An interesting aspect of this is that most scientists are very good people, very smart, logical, big well developed left brains who tend to have underdeveloped intuitive brains,
which undermines their creativity. Many have no clue about their biases and think they are "logical". Recent neurological science results
are revealing. Not surprisingly, many of the underappreciate the creativity.

Phillip Helbig said...

11. Drugs enhance creativity.

hush said...

You are a virtuoso. To help readers understand - an analogy to music is made.

Music virtuosos recognize all pieces of music and know the room for improvement for all masterpieces always exists.

Gravity is no different.
Keep playing.
Grants aside.

Wes Hansen said...

Ha, Ha, Ha, Xkcd needs to learn structured design techniques!

When people tell someone to "think outside the box" what they're really saying is to properly define the boundaries of the problem at hand. In my own experience, creativity is the easy part, figuring out how to practically realize your creative idea within the constraints at hand often involves more creative thinking than the original idea itself; and then, of course, you have to figure out how to keep all of the corporate thieves with their Ivy League MBAs but absolutely no knack for creative problem solving from stealing everything . . .

According to Goeth's Faust, the creative act is the only thing that makes life worthwhile; I tend to agree most of the time. What it is, really, is that moment of clarity that just plows into the ole cranium from seemingly nowhere. It doesn't really matter whether it's seeing a new painting, a novel technical design, a novel logic stream, a novel mathematical proof, whatever, it all comes down to that moment of clarity - true spirituality! And of course creativity seems to require a maintained state of dissatisfaction: "Ah, baby, no one who can write worth a damn can ever write in peace," said author and poet, Charles Bukowski.

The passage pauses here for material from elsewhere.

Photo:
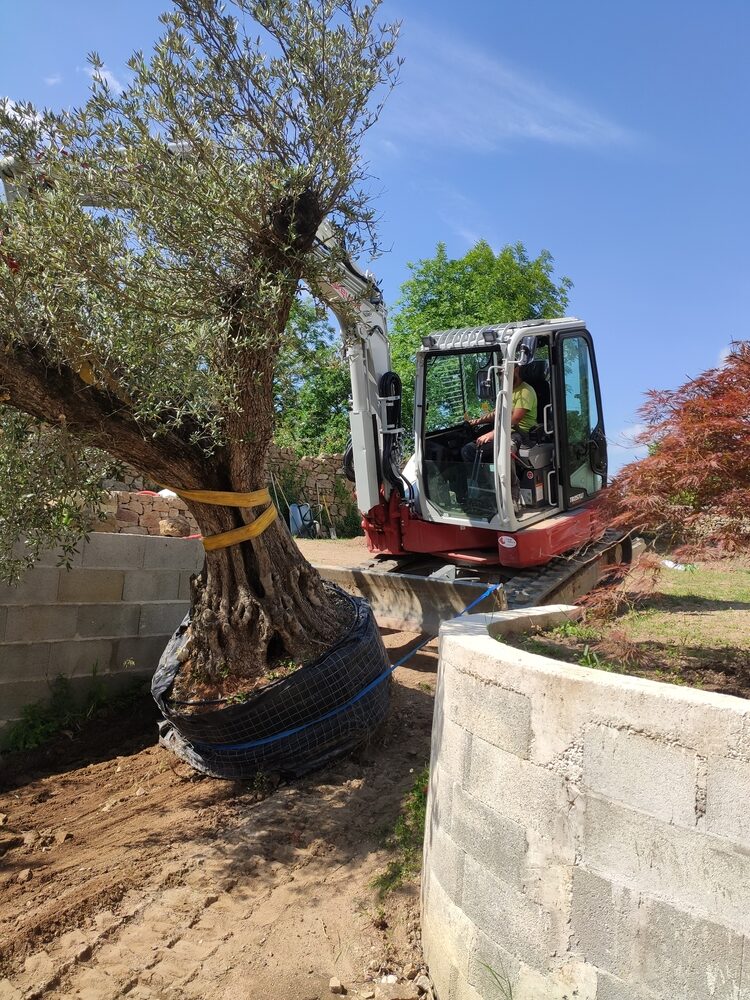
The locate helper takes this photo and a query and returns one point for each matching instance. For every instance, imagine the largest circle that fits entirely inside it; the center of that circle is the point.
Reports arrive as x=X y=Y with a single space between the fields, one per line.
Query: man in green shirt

Creativity also requires a great deal of courage, a kind of fearlessness bordering on arrogance . . .

Kaleberg said...

I remember one study asked people at an organization to identify other people whom they considered most creative. Then, they interviewed those people to find their secret. Interestingly, those people regarded their own approaches to problem solving as the most conventional.

I always think of the old aphorism: You don't have to be different to be good. Being good is different enough.